Hello, dear readers and riders! Welcome to our final EV news roundup for the month of October. This week, we’ll be taking a look at an e-Motorcycle with 1,000+ computer chips, off-roading EVs, the first megawatt-level battery energy storage system, and more. As always, send your tips, questions, or feedback to stephanie@thevintagent.com. Let’s roll.

An EV Off-Roader that Performs Like a Mini Jeep

Le Bagnole is a 1000lb ADV EV, and an alternative take on what one needs to spend money on for advantures. [Kilow]

Leave it up to the French to design something totally unique and practical. EV startup Kilow recently revealed its compact electric off-roader, La Bagnole. Part petite pickup and UTV, the tiny 1,000-lb EV can conquer rugged terrain thanks to its modest yet powerful 16kW powertrain. The lil’ La Bagnole can fit two passengers and 650L of cargo or gear.

A Moto-Robot you can ride

Do you need it, or does it need you? Maybe neither! DaVinci of the AI variety. [DaVinci]

The Davinci DC100 is a smart self-balancing e-Motorcycle equipped with more than 1,000 computer chips and 200 advanced sensors. This helps the bike keep track of the surrounding environment, road conditions, motor and battery temperature, and movement status. America’s First Megawatt-Level Storage System Earlier this week, Electrify America opened the first ever megawatt-level battery energy storage system for EV charging stations in California. The new system allows for increased independence from the grid by collecting energy during off-peak hours or from its solar canopy.

Zero Partners with BDR

Zeros exploring remote places? That’s looking more possible every year. [Zero]

Zero Motorcycles just announced its new partnership with Backcountry Discovery Routes (BDR) to make electric ATV riding more accessible. While all of the details of the new partnership haven’t been revealed, the BDR crew will display EV charging stations on its digital maps and use electric bikes to scout out two new BDR-X routes.

BMW Thinks It’s Hydrogen

BMW’s CEO is gambling on hydrogen as the next fuel, while still building EVs. Why? If it can be made cheaper, it’s much simpler and potentially less environmentally destructive. [BMW]

Luxury automaker BMW thinks that hydrogen is the next big thing. During a recent interview, Oliver Zipse, chairman of BMW AG, stated, “After the electric car, which has been going on for about 10 years and scaling up rapidly, the next trend will be hydrogen. When it’s more scalable, hydrogen will be the hippest thing to drive.” The company, which has been experimenting with the use of hydrogen for years, is currently developing fuel-cell systems for a production version of its hydrogen-powered iX5 SUV. According to Zipse, the car will be available in the US within the next five years.

Biden Doles Out $2.8B to Boost Electric Battery Production in US

Made in America? Maybe, but the USA is 15 years behind China in committing to battery production… [Reuters/ Kevin Lamarque]

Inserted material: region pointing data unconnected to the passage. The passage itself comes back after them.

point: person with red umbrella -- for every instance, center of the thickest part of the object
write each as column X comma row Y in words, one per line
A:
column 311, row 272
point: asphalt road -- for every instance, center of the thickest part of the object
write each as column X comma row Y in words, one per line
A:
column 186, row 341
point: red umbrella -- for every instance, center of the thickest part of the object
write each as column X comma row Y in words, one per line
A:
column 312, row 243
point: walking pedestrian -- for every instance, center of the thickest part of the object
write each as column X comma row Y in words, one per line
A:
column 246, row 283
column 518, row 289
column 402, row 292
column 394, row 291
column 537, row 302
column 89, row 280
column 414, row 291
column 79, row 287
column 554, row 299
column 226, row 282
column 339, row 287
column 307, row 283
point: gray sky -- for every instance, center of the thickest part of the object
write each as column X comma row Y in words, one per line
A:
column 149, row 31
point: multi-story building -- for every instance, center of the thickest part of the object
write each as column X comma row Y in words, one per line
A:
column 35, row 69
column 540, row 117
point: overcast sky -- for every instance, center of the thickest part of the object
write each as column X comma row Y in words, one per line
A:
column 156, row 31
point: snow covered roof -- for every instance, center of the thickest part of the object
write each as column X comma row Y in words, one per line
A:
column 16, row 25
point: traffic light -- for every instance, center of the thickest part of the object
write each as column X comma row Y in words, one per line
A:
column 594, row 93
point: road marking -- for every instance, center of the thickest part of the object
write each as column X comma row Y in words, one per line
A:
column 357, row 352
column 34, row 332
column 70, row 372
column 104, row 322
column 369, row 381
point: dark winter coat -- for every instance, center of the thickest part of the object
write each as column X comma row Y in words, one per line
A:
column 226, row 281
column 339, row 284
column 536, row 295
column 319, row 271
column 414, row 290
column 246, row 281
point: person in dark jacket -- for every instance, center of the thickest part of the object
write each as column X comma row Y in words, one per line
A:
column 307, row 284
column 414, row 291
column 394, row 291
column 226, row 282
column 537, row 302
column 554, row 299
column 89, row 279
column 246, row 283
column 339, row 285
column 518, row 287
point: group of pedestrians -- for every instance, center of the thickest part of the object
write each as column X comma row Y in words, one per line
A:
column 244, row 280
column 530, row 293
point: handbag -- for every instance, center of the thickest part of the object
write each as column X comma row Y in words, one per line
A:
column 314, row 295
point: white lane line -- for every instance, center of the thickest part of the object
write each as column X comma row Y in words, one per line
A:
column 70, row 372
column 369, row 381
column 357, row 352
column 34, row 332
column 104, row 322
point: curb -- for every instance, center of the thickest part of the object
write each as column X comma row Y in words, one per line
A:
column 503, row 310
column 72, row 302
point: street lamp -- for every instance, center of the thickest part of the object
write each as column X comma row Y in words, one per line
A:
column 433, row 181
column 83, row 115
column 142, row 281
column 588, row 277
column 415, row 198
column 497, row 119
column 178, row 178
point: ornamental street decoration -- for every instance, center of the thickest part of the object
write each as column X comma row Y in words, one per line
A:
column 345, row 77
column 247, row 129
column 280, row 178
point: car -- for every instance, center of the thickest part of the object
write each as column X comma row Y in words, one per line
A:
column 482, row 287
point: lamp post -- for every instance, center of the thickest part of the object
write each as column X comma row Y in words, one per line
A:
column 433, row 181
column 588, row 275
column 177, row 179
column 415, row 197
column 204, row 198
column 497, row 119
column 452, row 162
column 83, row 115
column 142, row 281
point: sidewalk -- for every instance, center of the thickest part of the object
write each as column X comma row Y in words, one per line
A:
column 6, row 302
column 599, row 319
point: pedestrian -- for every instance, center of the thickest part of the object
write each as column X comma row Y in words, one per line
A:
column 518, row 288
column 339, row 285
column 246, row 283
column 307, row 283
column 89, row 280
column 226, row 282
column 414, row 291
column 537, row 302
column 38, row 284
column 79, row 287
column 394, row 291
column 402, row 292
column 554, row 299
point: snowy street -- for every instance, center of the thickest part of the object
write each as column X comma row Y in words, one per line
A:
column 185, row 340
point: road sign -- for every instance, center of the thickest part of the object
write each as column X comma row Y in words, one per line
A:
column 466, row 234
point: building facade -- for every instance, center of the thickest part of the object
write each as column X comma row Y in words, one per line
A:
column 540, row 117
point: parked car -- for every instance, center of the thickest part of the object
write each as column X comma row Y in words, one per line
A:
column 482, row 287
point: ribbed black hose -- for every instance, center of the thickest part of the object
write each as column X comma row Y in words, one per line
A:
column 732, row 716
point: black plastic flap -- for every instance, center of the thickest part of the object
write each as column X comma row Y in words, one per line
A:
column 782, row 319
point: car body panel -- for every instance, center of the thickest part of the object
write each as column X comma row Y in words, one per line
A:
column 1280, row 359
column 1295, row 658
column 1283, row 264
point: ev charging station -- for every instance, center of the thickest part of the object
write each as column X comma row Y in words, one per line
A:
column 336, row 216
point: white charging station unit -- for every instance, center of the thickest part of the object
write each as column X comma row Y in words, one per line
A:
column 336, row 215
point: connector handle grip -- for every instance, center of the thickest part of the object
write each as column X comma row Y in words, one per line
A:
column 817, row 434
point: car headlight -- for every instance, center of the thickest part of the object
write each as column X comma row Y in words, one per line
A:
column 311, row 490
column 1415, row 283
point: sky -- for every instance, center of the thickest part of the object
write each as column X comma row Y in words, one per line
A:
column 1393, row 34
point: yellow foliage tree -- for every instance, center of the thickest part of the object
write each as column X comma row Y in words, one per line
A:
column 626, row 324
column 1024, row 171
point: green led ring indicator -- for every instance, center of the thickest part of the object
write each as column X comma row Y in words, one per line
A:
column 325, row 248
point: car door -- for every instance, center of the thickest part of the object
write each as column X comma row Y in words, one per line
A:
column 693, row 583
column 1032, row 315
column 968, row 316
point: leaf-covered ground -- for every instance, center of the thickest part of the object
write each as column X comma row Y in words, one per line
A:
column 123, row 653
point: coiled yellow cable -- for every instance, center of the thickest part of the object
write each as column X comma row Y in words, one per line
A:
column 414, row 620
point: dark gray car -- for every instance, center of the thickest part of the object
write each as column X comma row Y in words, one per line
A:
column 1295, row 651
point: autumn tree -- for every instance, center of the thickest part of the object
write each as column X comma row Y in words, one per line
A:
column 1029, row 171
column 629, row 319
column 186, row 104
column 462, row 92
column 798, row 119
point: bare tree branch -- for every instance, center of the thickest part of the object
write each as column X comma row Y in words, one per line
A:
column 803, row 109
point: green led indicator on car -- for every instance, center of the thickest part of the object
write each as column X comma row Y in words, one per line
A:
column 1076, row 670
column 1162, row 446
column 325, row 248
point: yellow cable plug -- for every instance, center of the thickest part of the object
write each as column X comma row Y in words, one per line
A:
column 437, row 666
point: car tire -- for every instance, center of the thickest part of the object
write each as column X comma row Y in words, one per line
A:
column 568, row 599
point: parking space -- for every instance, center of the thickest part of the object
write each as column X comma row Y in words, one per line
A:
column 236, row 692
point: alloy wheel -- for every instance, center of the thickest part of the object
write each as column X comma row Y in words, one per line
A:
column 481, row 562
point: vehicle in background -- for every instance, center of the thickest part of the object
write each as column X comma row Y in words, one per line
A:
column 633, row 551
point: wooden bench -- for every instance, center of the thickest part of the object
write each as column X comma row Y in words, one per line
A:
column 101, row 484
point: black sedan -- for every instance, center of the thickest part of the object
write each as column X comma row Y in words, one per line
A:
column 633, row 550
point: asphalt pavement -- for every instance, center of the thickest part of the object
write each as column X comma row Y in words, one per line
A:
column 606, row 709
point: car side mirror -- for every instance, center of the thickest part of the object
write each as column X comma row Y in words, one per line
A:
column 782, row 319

Earlier this week, President Joe Biden announced $2.8B in grants to increase EV battery production in the US. Twenty companies received grants that ranged from $50M to $480M, including Mercedes and Tesla. The grants aim to expand America’s supply of EV battery components and reduce reliance on China.  According to a recent article published in The Economic Times, American automakers need more time from legislators to meet the country’s mineral requirements for electric vehicles. The Inflation Reduction Act currently requires car manufacturers to have 50% of critical minerals used in electric batteries come from US allies or North America by 2024. This number rises to 80% by the close of 2026. Auto makers, including Volkswagen, believe the industry cannot keep up. VW is also entering into direct purchase agreements in preparation for the worst natural and supply chain shortages it has ever seen.

Studies Show EV’s Carbon Footprint Will Decrease Over Time

Simply driving EVs will decrease our carbon footprint significantly, argues this report. [Autoweek]

Recent reports indicate that electric vehicles have a lower lifetime carbon footprint than traditional combustion-engine cars at just 19,000 miles. At the 200,000-mile marker, ICE vehicles will emit 66 tons of greenhouse gas emissions, while battery EVs account for 39 tons, according to the report.  Not a miraculously lower figure, but significant.  The problem of consumption and lifecycle carbon are not addressed in the report, which assumes a simple swap of EVs for ICEs, with no changes in behavior.

Lucid’s First At-Home EV Charger

Lucid is entering the fray on home EV power stations: even if EVs are overtaken by hydrogen, we still need battery storage for homes… [Lucid]

Lucid Motors recently debuted its first at-home charger. The wall-mounted unit, priced at $1,200, can be used both indoors and outside, produces 80 miles of range per hour of charging, and charges at 19.2kW.



Stephanie Weaver is the EV Editor at The Vintagent, and a Philadelphia-based freelance writer. When she’s not locked to her laptop, she can be found riding horses and motorcycles.